Friday, 3 October 2025

Wakey, Wakey!

          Last night, I dreamed that the house in which I was living, and with which I felt smugly satisfied, began to disintegrate around me. If this was a classic case of subliminal insecurity syndrome, who could be surprised? I might feel safe and sound in my present circumstances, but life is a pitfall waiting to happen – and that’s before you factor in the steady progress being made by authoritarian tyrants and their billionaire accomplices making short work of capturing power via wealth, limiting political freedom and destroying the ecosphere with their extractive, destructive economic policies.

          So, now that’s off my chest, and notwithstanding the slough of despond into which I am trying to avoid sliding on account of foresaid doom scenario, I want to make it clear that I live in an apartment, not a house, though my point is somewhat pedantic in that respect. Whatever the form of dwelling in which one happens to reside, the important thing is not to confuse it with ‘home’. Is it just me, or do others shout at the telly when politicians promise to build new “homes”, when what they really mean is habitations? A house is not a home. Home is where your heart is – or where you hang your hat. Just ask anyone who is homesick. What’s more, it is misleading to refer to people as homeless, when what they really lack is shelter. It is perfectly possible to be at home, i.e. on the street, in the town of your birth, yet without a residence.

          If you happen to visit the Tate Modern, London, you will be able to see exhibitions by two artists that illustrate the difference. Aboriginal Australian artist Emily Kan Kngwarray painted her home, whereas South Korean artist Do Ho Suh reconstructs the houses he has lived in.

          The traditional lifestyle of the Aboriginal Australians did not involve the building of permanent dwellings, therefore in referencing her home pictorially, Kngwarray had no problem of definition. She painted the landscape and the flora and fauna that inhabited it; in other words, her homeland and that of her kin – which included its non-human inhabitants, whose spirits are revered. This was the sole subject of her work. She hardly ever left the Northern Territories (her region is called Utopia, so named in 1978 as a result of aboriginal activism) and she certainly never travelled abroad.

          Do Ho Suh, on the other hand, has lived and worked in three cities that he has, at one time or another, called ‘home’ – Seoul, New York and London. By his own account, all three have shaped his experience of life and deposited memories into his subconscious mind. His ingenious re-creations of the houses he lived in contain these memories and illustrate his point that ‘home’ is not necessarily a fixed place. It evolves over time and is redefined as we move through the world.

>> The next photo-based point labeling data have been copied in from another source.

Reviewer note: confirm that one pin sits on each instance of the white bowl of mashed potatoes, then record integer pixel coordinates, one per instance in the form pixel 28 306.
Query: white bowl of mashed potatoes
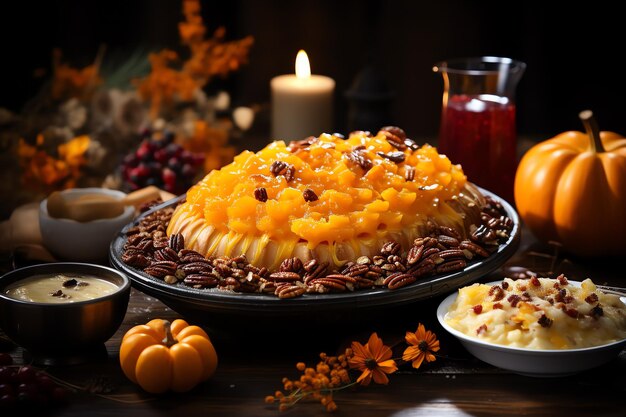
pixel 537 326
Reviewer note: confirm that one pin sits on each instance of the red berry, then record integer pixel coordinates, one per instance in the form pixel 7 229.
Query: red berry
pixel 169 176
pixel 26 374
pixel 5 359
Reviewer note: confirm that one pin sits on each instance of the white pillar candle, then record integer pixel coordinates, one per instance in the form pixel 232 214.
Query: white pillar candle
pixel 302 104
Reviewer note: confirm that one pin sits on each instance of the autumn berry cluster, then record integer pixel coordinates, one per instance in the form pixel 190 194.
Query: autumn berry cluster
pixel 160 161
pixel 332 373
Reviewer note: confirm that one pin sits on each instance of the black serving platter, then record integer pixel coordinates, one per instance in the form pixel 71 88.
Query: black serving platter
pixel 219 307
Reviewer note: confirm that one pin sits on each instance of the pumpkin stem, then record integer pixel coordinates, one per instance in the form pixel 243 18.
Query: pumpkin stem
pixel 169 339
pixel 592 130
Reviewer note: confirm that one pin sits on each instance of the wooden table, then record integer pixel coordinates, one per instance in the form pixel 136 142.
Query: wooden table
pixel 456 384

          This last point might be contested by those who have experienced the trauma of forcible expulsion or who have become refugees from war and other disasters. Their experiences have nothing to do with lifestyle choices. The visceral pull to one’s home is not simply geographical; it is tied up with community and tradition as well. It is also surprisingly local. Studies of statistics in the (relatively small) UK indicate that the average UK adult lives 25 miles from where they were born, only a slight increase on the 19 miles that was recorded in 1921.

          So, as I sit comfortably in our well-maintained apartment, in the city of my father’s ancestry (though I spent my entire working life elsewhere), I feel at one with the statistics, though uneasy about the latent, snugness-induced tendency to smugness. Perhaps my dream was a wake-up call.